Paul hides in a butcher shop, and he finds human remains hanging from the hooks. The villagers screech and squeal and move like animals. Somehow, Paul does get away from them. He runs into a homeless man who says they want his face. “Two women dead. One from boat, one come with you. They killed. No one leave Imboca. People come, no one leave.”

The old man recalls that Imboca used to be a town of God when he was a boy. There were no fish, so they prayed. Captain Cambarro arrives and says he has a better way. The great god Dagon will bring fish to Imboca. Cambarro and the villagers do a ritual and start doing new prayers. They start finding lots of fish and even gold from the sea. They turn against the Christian God and kill their priest. Eventually, Dagon wanted a sacrifice, so they took the old man’s parents. Old Exequiel says he’s the last man in town because he drinks and he’s crazy– they don’t want him.

There’s only one car in town, and it belongs to Xavier Cambarro, the grandson of the original captain. Ezequiel says the villagers are turning into sea creatures. The old man distracts the guards as Paul tries to steal the car. Paul has no idea how to hotwire a car and ends up running into the Cambarro house to hide.

He goes into a room and sees the girl from his nightmares, only this time, she’s real. She lies and sends the guards away. She knows all about him, and she’s very happy to see him. She’s Uxia, and she’s been waiting for him. He pulls back the blanket, and she has tentacles instead of legs.

He runs outside and gets the car keys from a guard. More people chase Paul to another house. A tentacled monster grabs him and forces Paul’s head into the lizard-filled toilet, but Paul whacks him with the toilet tank lid. Regardless, he’s soon captured.

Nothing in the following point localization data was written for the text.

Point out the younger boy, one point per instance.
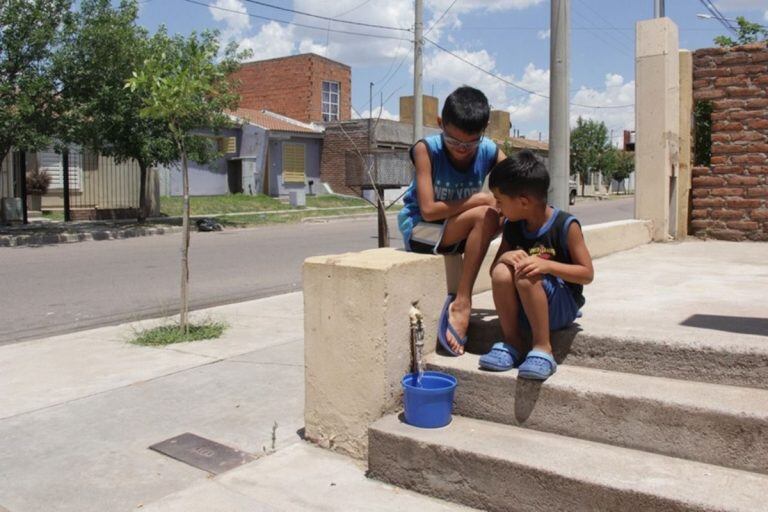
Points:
(539, 271)
(445, 210)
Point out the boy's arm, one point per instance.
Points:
(432, 210)
(579, 272)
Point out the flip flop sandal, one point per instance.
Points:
(538, 365)
(445, 326)
(501, 358)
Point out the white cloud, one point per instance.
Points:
(377, 112)
(615, 93)
(273, 40)
(740, 5)
(235, 23)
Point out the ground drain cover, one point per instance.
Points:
(202, 453)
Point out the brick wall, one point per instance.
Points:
(730, 197)
(292, 86)
(335, 147)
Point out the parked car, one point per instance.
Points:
(572, 190)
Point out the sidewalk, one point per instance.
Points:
(78, 412)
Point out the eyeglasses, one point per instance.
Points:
(455, 143)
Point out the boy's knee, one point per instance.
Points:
(502, 274)
(524, 284)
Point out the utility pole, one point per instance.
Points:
(418, 46)
(559, 126)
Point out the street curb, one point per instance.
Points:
(61, 238)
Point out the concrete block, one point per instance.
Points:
(500, 468)
(723, 425)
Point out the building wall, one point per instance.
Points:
(335, 147)
(292, 86)
(730, 197)
(312, 149)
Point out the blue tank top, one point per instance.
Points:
(449, 183)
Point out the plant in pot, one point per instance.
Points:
(37, 186)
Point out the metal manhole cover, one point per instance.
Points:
(202, 453)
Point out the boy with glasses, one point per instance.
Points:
(445, 210)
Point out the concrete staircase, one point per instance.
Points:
(627, 423)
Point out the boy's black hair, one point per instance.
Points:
(519, 174)
(467, 109)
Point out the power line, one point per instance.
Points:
(512, 84)
(266, 18)
(326, 18)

Paul wakes up in a barn with Barbara. Ezequiel is there now, a prisoner as well. Vicki is there as well, but she’s missing her leg. “It’s inside me!” Barbara tells Paul that if that happens to her, she wants him to kill her. Villagers arrive outside, and they all make a run for it. They’re all caught once again, and Vicki kills herself in front of the group.

Paul and Ezequiel are chained up, and the priest cuts the old man’s throat and eyes and then peels off his face. They get started on Paul, but then Uxia comes in and makes them stop. She says that until they came, there had been no sacrifices for a year. He begs for them to release Barbara, and that makes Uxia jealous. She leaves, and Paul escapes once again, killing the priest and his henchmen.

Paul runs to the church and finds a secret tunnel leading down into caves beneath the city. Meanwhile, Uxia is cutting and tormenting Barbara in the ritual room. They hook her up to a pulley system and lower her into the water where Dagon awaits to impregnate her.

Naturally, Paul arrives in the same room and sets some of the cultists on fire. Paul slowly wheels Barbara back up. “Kill me. You promised.” Then Dagon reaches up and pulls Barbara down with him, leaving her arms behind in the restraints.

The villagers beat up Paul, but once again, Uxia makes them stop. Uxia’s father informs Paul that he is a Cambarro and part of the family. His name is Pablo Cambarro. Uxia tells him to remember his dreams, and he knows it’s true.

Refusing to accept what he is, Paul pours fuel on himself and sets himself on fire. Uxia grabs him, and they both jump into Dagon’s watery pit. He sprouts gills, and the two of them swim down into the big stone eye…

Commentary

Paul is very much not a macho leading-man type. He spends much of the film whining, hiding, and running. Paul rips the ignition wires out of the car to hotwire it, and then a few minutes later, he gets the keys, and it starts right up– with no wiring connected. I lost track of how many times Paul was captured and escaped in this.

It’s really good and intense. It never slows down or relents for even a little bit. The villagers are creepy and seemingly everywhere. The makeup effects and tentacles are all really well done.